An article in this newspaper (‘Taxing body parts’, IE, July 21, by Muralidharan) regarding GST at 5 per cent on aids and appliances for the disabled paints the GST in a poor light and seems to stem from an ignorance of the GST law.
An article in this newspaper (‘Taxing body parts’, IE, July 21, by Muralidharan) regarding GST at 5 per cent on aids and appliances for the disabled paints the GST in a poor light and seems to stem from an ignorance of the GST law. It is sad that such an ignorance has clouded the vision of a person who is otherwise so eminent in his field, being the Secretary of the National Platform for the Rights of the Disabled. I am also worried that such ignorance about taxation laws could cause harm to the interests of disabled persons. There are two reasons why aids and appliances for people have not been exempted from the GST.
First, it needs to be clarified that under the GST, the most beneficial rate of tax on any item is 5 per cent. Aids and appliances for disabled people, like wheelchairs, talking books, assistive listening devices and implants for the severely physically challenged, are taxed at this rate. This allows the suppliers of these items to claim an input tax credit for the GST paid on the inputs (raw materials) and input services used for supplying these items.
Most of the inputs (raw materials) and input services are in the 18 per cent GST rate category. Some of the sophisticated electronic inputs are under the 28 per cent rate. Thus, effectively, the entire 5 per cent GST levy on the aids and appliances for the disabled people will be offset against the input taxes, leading to zero effective tax on these items.

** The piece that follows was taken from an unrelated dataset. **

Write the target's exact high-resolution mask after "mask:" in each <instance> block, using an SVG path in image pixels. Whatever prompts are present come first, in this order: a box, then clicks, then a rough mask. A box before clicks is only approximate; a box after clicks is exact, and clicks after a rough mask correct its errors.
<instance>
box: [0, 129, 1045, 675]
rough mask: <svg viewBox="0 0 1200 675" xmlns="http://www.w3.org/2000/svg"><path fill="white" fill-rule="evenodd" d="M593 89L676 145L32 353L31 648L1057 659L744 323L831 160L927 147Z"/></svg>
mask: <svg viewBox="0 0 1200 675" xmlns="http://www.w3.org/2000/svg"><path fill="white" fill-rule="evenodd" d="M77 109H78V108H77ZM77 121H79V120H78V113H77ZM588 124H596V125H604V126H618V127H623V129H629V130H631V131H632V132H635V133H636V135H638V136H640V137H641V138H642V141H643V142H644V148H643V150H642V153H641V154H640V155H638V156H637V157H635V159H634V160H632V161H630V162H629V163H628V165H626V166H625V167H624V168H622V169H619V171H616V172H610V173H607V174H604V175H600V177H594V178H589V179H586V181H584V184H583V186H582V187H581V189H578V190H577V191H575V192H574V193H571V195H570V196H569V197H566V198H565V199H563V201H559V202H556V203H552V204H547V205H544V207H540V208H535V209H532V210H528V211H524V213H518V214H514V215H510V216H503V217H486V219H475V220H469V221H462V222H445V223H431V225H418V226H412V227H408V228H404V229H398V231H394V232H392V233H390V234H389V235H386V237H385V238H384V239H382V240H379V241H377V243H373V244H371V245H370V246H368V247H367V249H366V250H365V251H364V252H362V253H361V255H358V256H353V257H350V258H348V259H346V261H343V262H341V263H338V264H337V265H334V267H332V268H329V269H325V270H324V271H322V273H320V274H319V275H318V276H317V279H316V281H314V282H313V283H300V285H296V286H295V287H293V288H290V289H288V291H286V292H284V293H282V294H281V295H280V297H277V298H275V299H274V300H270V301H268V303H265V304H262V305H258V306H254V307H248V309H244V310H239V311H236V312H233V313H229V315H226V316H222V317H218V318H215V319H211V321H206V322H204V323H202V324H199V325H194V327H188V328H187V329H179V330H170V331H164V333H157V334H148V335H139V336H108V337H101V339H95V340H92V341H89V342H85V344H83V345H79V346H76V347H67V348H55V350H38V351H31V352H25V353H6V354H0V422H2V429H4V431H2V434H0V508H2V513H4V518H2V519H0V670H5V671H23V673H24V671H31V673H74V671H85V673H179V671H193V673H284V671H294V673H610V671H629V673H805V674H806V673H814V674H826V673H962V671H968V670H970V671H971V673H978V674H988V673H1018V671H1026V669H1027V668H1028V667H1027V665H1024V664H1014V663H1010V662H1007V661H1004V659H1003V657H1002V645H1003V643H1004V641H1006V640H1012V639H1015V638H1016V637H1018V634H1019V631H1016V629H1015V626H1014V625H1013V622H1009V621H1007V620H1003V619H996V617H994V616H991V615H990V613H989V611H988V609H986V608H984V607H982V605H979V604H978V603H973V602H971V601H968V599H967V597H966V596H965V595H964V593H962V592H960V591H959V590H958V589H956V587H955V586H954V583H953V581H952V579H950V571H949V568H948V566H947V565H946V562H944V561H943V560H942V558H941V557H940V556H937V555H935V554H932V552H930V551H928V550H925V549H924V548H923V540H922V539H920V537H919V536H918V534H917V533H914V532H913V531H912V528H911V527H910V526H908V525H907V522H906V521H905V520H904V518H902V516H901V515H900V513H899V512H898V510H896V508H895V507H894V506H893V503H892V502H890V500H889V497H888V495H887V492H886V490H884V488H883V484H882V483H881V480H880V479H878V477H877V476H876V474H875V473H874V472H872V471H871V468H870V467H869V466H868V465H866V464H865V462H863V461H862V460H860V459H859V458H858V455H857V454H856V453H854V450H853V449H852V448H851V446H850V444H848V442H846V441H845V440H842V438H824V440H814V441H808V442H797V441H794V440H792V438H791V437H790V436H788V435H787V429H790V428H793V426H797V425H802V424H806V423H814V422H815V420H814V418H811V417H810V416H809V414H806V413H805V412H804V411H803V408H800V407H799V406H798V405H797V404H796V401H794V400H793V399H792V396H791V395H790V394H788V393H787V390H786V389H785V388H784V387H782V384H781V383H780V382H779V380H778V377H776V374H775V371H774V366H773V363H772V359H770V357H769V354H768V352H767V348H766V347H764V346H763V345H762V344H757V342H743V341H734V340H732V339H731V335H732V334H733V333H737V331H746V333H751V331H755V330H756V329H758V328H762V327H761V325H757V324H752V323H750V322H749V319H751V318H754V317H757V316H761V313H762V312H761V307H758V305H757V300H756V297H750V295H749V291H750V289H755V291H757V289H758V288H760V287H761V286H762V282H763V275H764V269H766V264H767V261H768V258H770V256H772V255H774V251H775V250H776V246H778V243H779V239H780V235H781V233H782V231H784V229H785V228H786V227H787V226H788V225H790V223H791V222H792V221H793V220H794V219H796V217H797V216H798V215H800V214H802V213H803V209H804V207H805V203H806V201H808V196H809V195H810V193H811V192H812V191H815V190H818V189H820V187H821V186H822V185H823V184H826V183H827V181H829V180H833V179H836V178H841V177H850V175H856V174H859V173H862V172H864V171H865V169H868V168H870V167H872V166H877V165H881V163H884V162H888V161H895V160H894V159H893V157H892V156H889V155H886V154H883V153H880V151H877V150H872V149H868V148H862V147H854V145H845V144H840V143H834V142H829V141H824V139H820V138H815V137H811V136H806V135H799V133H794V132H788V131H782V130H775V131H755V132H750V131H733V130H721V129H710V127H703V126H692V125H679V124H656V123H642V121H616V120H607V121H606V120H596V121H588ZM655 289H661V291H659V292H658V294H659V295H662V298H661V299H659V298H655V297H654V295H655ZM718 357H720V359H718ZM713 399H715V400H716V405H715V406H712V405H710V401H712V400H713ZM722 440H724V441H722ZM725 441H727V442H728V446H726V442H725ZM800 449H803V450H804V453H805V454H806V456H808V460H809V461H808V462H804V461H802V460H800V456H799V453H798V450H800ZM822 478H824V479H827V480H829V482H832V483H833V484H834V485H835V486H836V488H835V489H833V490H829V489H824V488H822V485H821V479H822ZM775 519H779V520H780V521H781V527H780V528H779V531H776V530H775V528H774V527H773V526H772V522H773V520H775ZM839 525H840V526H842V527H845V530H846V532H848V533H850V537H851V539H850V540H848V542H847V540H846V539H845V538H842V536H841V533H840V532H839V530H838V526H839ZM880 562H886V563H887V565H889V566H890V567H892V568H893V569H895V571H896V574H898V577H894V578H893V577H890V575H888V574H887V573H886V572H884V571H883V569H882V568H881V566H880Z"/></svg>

No supplier of these items will pay GST from his pocket and the input tax credit will always be more than sufficient for discharging the GST liability. Not only that, as most of the inputs and input services have a GST rate of 18 per cent, the supplier will always have surplus credit available in her/his account and he/she will be able to claim a cash refund for such input tax credit lying in his account every quarter. So, in fact, GST will become a money spinner for the suppliers of these items.
It also needs to be understood that under the GST, input tax credit or refund is not available for those goods on which the GST rate is zero percent. Thus, if the GST rate had been kept at zero per cent for these items, the suppliers of these items would not have been able to avail of the input tax credit. This would have made these items expensive, as the GST component of the cost of inputs and input services would have been added to the cost of the aids and appliances for the disabled by manufacturers and traders.
Thus, by keeping the GST rate at 5 per cent on these aids and appliances, the GST Council has wisely promoted the interests of disabled persons. And as a corollary, Muralidharan’s prescription of keeping the GST rate at zero per cent on these aids and appliances would make these items expensive and, thereby, would unintentionally end up harming the interests of the disabled persons.
Secondly, if such goods were exempt from GST, then on imports of similar items too, the corresponding integrated GST would have to be kept at zero per cent. This will increase the competition for domestic manufacturers of these items, as they will not be able to avail the input tax credit on the inputs and input services used for the manufacture of items for the disabled, which in turn will increase their cost and make them non-competitive with respect to imported aids and appliances. This is against national interest, against Make in India and would result in a loss of jobs in the units of the Indian manufacturers.
I hope and pray that the ignorance of well intentioned and committed persons like Muralidharan wouldn’t result in the GST Council exempting the aids and appliances for disabled people from GST and thereby harming their interests.